Glyn Jemmot, pionero en el trabajo con los negros de la Costa de Oaxaca, nos dijo hace tiempo en entrevista: “Apenas nos estamos formulando las preguntas verdaderas”. Para personajes como ese sacerdote lo que se necesita es trabajar para el auto reconocimiento de los negros, eliminar la auto discriminación; que en sus mismas poblaciones los negros se acepten como tales. Para él lo esencial es combatir el “cimarronaje”. http://www.revistaenmarcha.com.mx/miscelanea/analisis/1887-movimiento-negro-la-hora-de-sus-definiciones.html

Por cierto, los habitantes de la costa de Oaxaca declaran que ellos son negros. Eso de afromestizos o afromexicanos no les dice nada, eso es para los neo especialistas que abanderan estas dinámicas organizativas y están por fin a las puertas —ahora que los negros han sido incorporados jurídicamente a las políticas asistencialistas, igual que los indígenas—  de tener acceso a cargos públicos, becas, viajes, institutos, como los indigenistas del antiguo INI, del imperial CIESAS, SAI, ONG´s  y demás burocracia próspera con la defensa de los originarios.

Adelfo Regino, anacronismo teórico

Poco se logrará repitiendo la fracasada dinámica de siempre, ahora sostenida por quien fuera titular de la Secretaría de Asuntos Indígenas (SAI) en el sexenio de Gabino Cué en Oaxaca, Adelfo, cargo que constituyó el corolario de sus apoyos a los gobiernos indigenistas priistas de Oaxaca.

Incluso, el discurso del titular del INPI es anacrónico, recurre a propuestas teóricas superadas como “colonialismo interno”, concepto que supone que hay grupos intranacionales, como los indígena, explotado por los grupos criollos, estos últimos inscritos en el capitalismo internacional. El concepto sigue gustando a algunos indigenistas, aunque ha sido casi dejado de lado por sus promotores como Stavenhagen y González Casanova. Se ha impuesto la claridad de que hay una sola economía de mercado que rige y explota a todos.

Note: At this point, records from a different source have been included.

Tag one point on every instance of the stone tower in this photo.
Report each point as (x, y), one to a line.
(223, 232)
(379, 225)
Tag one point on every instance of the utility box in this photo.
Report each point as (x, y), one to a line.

Personajes como Adelfo confirman la presencia del “heladismo” en la Cuarta Transformación. El flamante titular del SAI no es fundador ni militante de MORENA, acaso otra posición del ex gobernador de Oaxaca Heladio Ramírez López, político cercano a López Obrador. El hijo del ex gobernador Antonio Ramírez Pineda es director del ISSSTE, posición a la que llegó sin tocar baranda después de dejar el cargo de diputado priista en Oaxaca, donde pasó sin pena ni gloria. También muy posicionado está Virgilio Caballero, y otros prohombres de Heladio.

Atención a su economía y emigración

Lo que necesitan los pueblos indígenas y negros es atención urgente a sus problemas centrales, a su economía, a sus ecosistemas, a su emigración. Todo se va en discursos floridos y laudatorios, en relegislar la igualdad de indígenas y negros, pero faltan ciencia y tecnología para los pueblos, por ejemplo, investigaciones del impacto de la globalización en las comunidades, incluso de las posibilidades de aprovechar esa globalización.

La autora Margarita Nolasco sostiene que el indígena vive en una situación colonial, de la que debe salir con algunos cambios, con “la incorporación de tecnologías avanzadas y de una ideología de la producción, para que ´la lengua y la cultura no sean mecanismos que conserven la situación colonial sino fuerzas sociales que ayuden a romperlas´”. http://revistaenmarcha.com.mx/component/flippingbook/?book_id=3

La lógica de quienes han vivido del indigenismo se ha separado de las necesidades concretas del indígena, quienes han devenido en simple objeto de estudio o bandera de abstracta defensa. No hay más que ver lo producido por esas políticas públicas desde el 4 de diciembre de 1948, cuando se creó el Instituto Nacional Indigenista (INI). Los resultados son mayor pobreza, falta de servicios educativos, pérdida o despojo de sus territorios, desaparición de lenguas originarias, emigración, pueblos enteros abandonados “fantasmas”, etcétera.